The cathode is defined as the point where the reduction of a reducible substance takes place. In waters where the pH is greater than 4.2 (like that of a cooling water system), the primary reducible substance is oxygen. The steps involved with the cathode include: oxygen diffusion to the metal surface, adsorb by either physical or chemical adsorption, electron transfer, rearrangement with other adsorbed materials (i.e. water and electrons with subsequent formation of hydroxide ions), de-sorption of the newly formed byproduct (hydroxide), and diffusion into the bulk meter. With increased concentration of hydroxide ions, oxygen diffusion and adsorption rates are reduced.
The anode is defined as the point where dissolution of metal ions occurs. The dissolution of metal ions at the anode is a chemical process. The reaction forms ferrous hydroxide. Initially, the potential at the anode is low; however with time, the electrical potential at the anode increases. The increased potential is the result of the increased concentration of metal ions (result of dissolution) in the immediate vicinity of the anode. The increased concentration of metal ions induces the formation of a Metal Ion Concentration Cell, as well as the reduction of oxygen. The increasing concentration of cationic charged ions at the anode increases the electrical potential of the anode.

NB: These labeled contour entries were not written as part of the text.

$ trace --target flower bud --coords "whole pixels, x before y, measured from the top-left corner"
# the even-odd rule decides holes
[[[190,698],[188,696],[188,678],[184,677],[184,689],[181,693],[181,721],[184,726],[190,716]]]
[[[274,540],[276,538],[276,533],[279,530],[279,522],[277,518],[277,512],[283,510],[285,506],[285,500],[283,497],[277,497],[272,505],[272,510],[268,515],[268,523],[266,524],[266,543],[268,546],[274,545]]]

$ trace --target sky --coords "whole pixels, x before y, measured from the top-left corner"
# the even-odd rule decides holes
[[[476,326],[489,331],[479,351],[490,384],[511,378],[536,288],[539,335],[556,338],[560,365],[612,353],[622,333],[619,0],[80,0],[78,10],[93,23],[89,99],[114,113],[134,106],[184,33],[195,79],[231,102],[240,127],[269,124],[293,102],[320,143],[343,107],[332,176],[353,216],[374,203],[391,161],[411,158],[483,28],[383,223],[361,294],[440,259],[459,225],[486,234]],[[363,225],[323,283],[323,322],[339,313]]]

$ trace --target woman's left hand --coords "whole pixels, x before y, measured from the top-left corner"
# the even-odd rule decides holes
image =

General corrosion is defined as a state where the potential of the cathode decreases with time while the potential at the anode increases. At some point, the potentials of the cathode and anode shift or find neighboring electrodes of stronger or weaker potential. This shifting or jumping is the result of the mechanisms already described. As the hydroxide concentration at the cathode increases, oxygen adsorption decreases, and the cathodes potential goes down. At the anode, where the concentration of cationic ions increases, the demand for electrons increases, so the potential goes up. This process of electrode reversal continues across the surface of the metal resulting in a uniform loss of metal.
Pitting corrosion refers to a condition where the potential surrounding the anode is high (cathodic) and electron flow is not distributed across many anodes, therefore the electron comes from a local anode. Pitting corrosion is of great concern because of the high loss of metal from a localized area. At a metal loss rate of several mils per year (MPY), general corrosion would take many decades of continued corrosion before resulting in failure of the part, e.g. of a heat exchanger. However, in pitting corrosion, the electron flow and subsequent metal loss is from a localized area. Pitting corrosion often results in equipment failure long before reaching the expected life of the equipment, e.g. the heat exchanger.
Pitting corrosion occurs when the cathodic surface has been depolarized. Chlorides for example, compete for the metal surface with the oxygen donor. When a chloride ion is adsorbed at the metal surface, it prevents the oxygen from reaching the surface. The potential at the site is reduced, and the area becomes anodic. This induces a high flux of electrons to flow from the localized site to the surrounding cathode.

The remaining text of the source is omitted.